I know it’s been a while, about a month actually.  It’s been a little busy though, finishing up my Master’s, getting ready for fatherhood, working, burying my grandfather etc.  It’s not that I’ve not thought about blogging, it’s not that I didn’t think about not sharing my thoughts and views, it’s that I’ve taken some time to really think about life.  It’s amazing what a death to someone so close to you will do to your sense of humanity, life and the time you have here.  It’s amazing what life will do to you when you let it.

I’ve been thinking a lot about the person that I want to be.  It started with Papa.  I got the supreme honor of speaking at his memorial service and carrying his body to his resting place.  The funeral director called it one last act of service to Papa.  I was fine through Pastor Brett talking about Papa, I was fine with the final viewing, but I came unglued at that. One last act?  As if his lifetime of service to me, my mom and our family could be summed up in me carrying his body to his grave?  I shed a few tears while they were putting the casket in the wall.  I shed a few tears while driving over to the church and I had to go to the bathroom so I could cry because I was watching s slideshow of a man who would never hold me again on this earth and I would never get to eat his raviolis and sausage.
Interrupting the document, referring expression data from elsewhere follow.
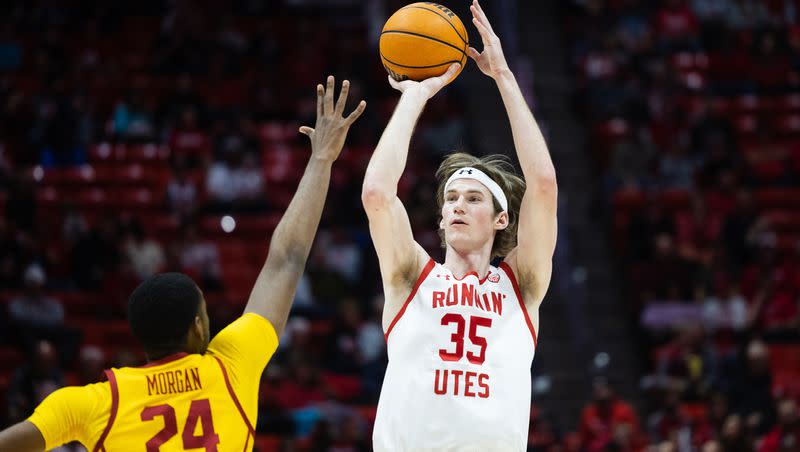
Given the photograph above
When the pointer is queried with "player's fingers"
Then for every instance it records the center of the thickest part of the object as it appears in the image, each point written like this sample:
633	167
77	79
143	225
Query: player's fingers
484	32
340	103
394	83
328	108
320	95
480	14
356	113
451	73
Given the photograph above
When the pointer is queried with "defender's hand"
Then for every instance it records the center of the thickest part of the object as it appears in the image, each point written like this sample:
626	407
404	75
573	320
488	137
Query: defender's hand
330	131
428	87
491	61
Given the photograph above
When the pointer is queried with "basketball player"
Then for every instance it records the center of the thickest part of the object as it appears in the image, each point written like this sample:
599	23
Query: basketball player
461	335
192	394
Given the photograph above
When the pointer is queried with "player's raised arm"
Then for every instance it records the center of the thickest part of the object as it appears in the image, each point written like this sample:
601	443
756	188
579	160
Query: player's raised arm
22	437
399	255
536	236
291	242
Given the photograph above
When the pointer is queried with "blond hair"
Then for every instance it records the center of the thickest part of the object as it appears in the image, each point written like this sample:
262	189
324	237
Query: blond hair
500	170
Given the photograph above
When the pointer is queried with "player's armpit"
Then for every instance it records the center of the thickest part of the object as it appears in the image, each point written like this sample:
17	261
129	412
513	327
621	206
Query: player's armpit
22	437
246	345
67	414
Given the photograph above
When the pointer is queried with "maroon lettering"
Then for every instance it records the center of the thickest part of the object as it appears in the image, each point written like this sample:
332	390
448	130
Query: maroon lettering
187	383
497	303
468	383
438	299
196	378
436	389
483	385
151	384
179	381
162	383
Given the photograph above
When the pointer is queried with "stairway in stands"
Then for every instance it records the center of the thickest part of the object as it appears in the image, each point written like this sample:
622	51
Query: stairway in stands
583	314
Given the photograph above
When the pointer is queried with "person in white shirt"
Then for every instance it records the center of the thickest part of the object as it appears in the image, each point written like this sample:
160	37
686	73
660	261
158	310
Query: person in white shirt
461	335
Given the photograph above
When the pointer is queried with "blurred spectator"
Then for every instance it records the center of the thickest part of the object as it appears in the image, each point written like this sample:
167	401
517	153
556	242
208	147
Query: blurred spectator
736	228
200	258
188	141
32	382
74	225
785	435
33	309
10	257
747	15
21	203
33	316
729	311
236	184
182	194
133	119
601	419
751	392
145	254
676	26
92	363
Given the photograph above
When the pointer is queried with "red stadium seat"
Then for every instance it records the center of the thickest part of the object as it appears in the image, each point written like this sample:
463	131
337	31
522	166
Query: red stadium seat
345	387
778	198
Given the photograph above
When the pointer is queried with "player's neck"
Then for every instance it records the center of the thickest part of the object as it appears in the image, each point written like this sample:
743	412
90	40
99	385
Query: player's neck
462	262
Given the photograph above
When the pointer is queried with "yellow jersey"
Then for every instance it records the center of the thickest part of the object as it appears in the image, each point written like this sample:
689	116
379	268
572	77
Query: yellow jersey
182	402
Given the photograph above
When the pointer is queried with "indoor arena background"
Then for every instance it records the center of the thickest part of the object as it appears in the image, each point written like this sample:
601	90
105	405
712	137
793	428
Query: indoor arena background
146	136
I got to speak about him.  Selfishly I backhanded volunteered because part of me wanted an opportunity to speak and let people know I am a good writer, a talented speaker and a kind-hearted gentleman.  I wanted the opportunity to speak because I loved the man, respected the hell out of him and I’m his first grandson.  That was all before I started typing, started crying and started remembering.  I looked at countless photos of him with me, him with my brother and sister, him with Nana, him with mom.  I read the notes he wrote Nana when he was in the Army, I listened to Nana talk about him, my mom talk about him and how Lauren remembers him.  I wished Tyler could have known him, and I know Papa would have been proud to know Tyler.  I wrote about him the best I could, I tried to represent him the best I could, to let people know who knew him that his life was spent for something good, that the effort made by him was not unnoticed, and that even though he’s looking down at us now, he lives on in all of us.  Then I realized when I was talking about him in front of friends and family, that is was not my one last act of respect and service.
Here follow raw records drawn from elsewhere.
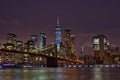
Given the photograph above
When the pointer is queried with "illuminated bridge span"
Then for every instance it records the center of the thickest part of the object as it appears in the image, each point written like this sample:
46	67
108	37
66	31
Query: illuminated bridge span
51	61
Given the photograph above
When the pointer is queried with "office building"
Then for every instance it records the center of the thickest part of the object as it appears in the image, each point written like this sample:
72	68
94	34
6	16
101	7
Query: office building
69	42
11	38
34	39
42	41
58	35
100	47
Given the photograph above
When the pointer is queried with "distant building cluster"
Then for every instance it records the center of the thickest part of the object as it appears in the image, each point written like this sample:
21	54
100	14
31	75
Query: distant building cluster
103	53
37	43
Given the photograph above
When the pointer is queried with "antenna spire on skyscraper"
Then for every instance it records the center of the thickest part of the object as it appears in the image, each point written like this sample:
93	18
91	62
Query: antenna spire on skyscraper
58	21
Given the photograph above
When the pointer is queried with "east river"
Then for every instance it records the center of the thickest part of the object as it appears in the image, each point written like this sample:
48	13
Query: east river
61	74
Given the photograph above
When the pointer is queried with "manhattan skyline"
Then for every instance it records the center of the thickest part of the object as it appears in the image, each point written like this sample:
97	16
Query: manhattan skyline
84	18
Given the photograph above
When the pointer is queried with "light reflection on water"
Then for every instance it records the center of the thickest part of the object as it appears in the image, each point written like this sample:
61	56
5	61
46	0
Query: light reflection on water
60	74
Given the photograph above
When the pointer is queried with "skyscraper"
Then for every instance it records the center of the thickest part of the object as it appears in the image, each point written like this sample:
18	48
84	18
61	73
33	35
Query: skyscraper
42	40
11	38
69	44
100	46
34	38
58	35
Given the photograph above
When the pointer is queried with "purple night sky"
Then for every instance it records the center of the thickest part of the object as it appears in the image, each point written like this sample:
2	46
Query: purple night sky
85	18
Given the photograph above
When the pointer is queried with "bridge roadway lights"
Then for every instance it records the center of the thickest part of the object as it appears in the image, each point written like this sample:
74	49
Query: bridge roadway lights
52	62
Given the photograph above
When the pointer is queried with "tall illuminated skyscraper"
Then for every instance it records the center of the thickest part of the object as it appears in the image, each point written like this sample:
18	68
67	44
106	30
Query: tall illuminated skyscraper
69	42
42	40
34	38
100	46
11	38
58	35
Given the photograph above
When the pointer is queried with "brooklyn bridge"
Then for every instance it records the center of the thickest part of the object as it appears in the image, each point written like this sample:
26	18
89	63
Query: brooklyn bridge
49	57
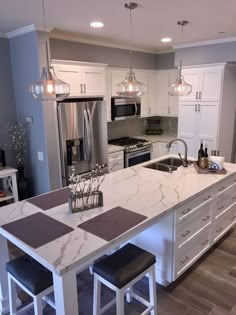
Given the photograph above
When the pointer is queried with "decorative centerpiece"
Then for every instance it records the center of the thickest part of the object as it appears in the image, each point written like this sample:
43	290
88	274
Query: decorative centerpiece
85	194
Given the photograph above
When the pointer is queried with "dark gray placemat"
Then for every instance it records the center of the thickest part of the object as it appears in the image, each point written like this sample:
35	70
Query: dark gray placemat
52	199
37	229
112	223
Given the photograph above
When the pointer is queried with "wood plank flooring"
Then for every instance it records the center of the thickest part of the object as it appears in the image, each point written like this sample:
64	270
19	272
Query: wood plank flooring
207	288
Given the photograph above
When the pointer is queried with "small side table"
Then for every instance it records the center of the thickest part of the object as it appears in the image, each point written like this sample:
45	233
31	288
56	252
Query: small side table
8	177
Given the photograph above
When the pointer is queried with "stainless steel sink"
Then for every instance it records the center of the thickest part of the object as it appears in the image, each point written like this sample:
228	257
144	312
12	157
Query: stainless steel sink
171	161
161	167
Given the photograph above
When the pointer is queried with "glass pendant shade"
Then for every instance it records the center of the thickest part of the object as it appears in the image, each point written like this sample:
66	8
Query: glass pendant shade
180	87
130	87
49	87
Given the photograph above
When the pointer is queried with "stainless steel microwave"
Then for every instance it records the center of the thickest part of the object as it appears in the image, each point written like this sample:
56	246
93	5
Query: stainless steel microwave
125	108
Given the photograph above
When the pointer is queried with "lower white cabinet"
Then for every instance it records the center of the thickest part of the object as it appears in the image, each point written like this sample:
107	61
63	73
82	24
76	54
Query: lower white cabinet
116	161
189	230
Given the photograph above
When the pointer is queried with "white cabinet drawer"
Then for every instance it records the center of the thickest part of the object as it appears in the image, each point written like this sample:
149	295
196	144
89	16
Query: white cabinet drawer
224	202
221	226
190	207
193	225
188	254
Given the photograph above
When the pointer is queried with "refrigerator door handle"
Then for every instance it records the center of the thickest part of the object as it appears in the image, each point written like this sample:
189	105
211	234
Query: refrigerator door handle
90	139
85	142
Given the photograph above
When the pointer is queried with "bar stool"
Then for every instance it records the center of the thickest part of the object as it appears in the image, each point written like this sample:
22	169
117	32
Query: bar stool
33	278
120	271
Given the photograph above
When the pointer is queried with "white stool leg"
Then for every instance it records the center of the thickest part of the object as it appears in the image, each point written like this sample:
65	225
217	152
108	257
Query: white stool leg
120	302
96	296
152	290
38	307
12	295
129	295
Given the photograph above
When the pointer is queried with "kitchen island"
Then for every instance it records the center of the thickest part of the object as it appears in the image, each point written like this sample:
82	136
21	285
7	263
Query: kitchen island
170	202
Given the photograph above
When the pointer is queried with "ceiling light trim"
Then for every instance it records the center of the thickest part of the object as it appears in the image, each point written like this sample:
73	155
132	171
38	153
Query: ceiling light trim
21	31
206	42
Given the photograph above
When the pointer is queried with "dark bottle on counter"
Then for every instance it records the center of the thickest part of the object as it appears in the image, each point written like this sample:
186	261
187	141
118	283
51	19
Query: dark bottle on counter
201	152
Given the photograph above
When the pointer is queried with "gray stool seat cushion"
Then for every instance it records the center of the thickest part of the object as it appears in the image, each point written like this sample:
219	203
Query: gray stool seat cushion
124	265
30	273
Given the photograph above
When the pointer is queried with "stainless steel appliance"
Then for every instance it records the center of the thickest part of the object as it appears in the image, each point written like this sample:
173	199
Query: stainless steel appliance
125	108
82	135
136	150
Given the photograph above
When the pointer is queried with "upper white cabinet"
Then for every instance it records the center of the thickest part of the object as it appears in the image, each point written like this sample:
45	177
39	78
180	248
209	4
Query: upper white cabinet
206	84
166	105
84	79
208	113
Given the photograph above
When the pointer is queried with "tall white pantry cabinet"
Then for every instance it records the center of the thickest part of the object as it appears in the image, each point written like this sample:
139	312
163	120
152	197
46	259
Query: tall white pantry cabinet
208	113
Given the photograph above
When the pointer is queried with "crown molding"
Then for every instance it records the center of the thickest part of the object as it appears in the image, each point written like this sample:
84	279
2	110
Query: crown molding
205	43
79	39
21	31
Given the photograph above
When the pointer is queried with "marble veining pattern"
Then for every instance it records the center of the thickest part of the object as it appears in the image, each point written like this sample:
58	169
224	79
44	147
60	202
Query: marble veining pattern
145	191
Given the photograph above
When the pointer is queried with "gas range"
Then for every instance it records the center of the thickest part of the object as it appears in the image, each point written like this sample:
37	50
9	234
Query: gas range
132	144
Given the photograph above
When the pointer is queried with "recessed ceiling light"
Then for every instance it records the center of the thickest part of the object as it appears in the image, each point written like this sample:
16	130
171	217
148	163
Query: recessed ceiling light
166	40
96	24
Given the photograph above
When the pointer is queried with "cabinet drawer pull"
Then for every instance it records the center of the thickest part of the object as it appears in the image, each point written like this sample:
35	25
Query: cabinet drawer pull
206	218
204	242
186	233
186	211
185	260
222	188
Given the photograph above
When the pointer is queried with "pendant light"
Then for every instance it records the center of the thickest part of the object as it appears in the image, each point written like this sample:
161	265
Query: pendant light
130	87
180	87
48	87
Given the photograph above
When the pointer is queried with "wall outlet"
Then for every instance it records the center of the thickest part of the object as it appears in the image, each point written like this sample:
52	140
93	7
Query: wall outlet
29	119
40	156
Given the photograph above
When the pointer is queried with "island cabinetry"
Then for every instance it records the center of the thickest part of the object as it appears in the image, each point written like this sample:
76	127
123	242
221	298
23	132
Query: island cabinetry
224	209
85	79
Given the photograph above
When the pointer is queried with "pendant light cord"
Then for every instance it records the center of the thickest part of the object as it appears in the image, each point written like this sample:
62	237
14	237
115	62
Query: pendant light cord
45	34
130	38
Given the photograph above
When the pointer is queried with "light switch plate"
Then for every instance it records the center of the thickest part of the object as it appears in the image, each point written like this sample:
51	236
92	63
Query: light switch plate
40	156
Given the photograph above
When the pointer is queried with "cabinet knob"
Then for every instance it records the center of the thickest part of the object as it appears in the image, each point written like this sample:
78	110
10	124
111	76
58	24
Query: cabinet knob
205	242
206	218
184	260
186	233
186	211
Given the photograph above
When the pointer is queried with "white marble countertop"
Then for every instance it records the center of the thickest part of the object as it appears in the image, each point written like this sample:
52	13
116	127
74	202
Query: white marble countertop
114	148
139	189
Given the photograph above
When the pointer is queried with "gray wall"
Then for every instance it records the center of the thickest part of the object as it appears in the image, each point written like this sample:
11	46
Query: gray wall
225	52
25	68
114	57
7	103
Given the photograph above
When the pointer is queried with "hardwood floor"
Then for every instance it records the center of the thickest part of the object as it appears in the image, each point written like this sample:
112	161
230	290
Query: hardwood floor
207	288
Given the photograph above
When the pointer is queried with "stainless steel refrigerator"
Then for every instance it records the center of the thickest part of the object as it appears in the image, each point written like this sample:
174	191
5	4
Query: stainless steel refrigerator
83	136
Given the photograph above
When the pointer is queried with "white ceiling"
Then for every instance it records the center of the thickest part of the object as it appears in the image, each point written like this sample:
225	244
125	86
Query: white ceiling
152	20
He was a man who loved God, loved his family and worked hard.  Every memory I have of him and from what I’ve heard of him before I met him speaks to those three truths.  And it’s not that he expected it of himself.  He expected it of others too.  And he expects it of me now.  The Bible talks about faith without works is dead.  If I only talk about how much that man meant to me, and not live the values he taught, the values he lived…where is my lasting, on-going acts of devotion?